Inconsistent handling of whitespace tokens in Scorer.score_token_attr
I've been training tagger and parser on heavily augmented data and was surprised by poor performance (comparing to what I calculated manually on the test dataset). I narrowed it down to Scorer.score_token_attr.
How to reproduce the behaviour
Sorry, I don't have a code example, but it's pretty straight-forward. In this function, in the gold dataset, all tokens (except for those with a missing attribute) are included in evaluation. However, in the predicted dataset, whitespace tokens are excluded. If the gold dataset contains whitespace tokens (which is true in my case), we are not comparing apples to apples here and inflate the error rate.
I just created my own scorer for now, but this behavior is kind of unexpected.

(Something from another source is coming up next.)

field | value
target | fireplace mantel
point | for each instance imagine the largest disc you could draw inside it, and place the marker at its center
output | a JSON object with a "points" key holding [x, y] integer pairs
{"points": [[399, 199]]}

Let me know if you want me to change the behavior, and I will do a PR. My own fix to the function was to add exclude_spaces parameter, defaulting to the current behavior (i.e. True), and either include or exclude whitespace tokens in both datasets.
# line 240 of scorer.py
for gold_i, token in enumerate(gold_doc):
value = getter(token, attr)
if value not in missing_values:
gold_tags.add((gold_i, getter(token, attr)))
else:
missing_indices.add(gold_i)
pred_tags = set()
for token in pred_doc:
if token.orth_.isspace(): # HERE: excluding whitespace tokens
continue
if align.x2y.lengths[token.i] == 1:
gold_i = align.x2y[token.i][0]
Thanks I'll look at this!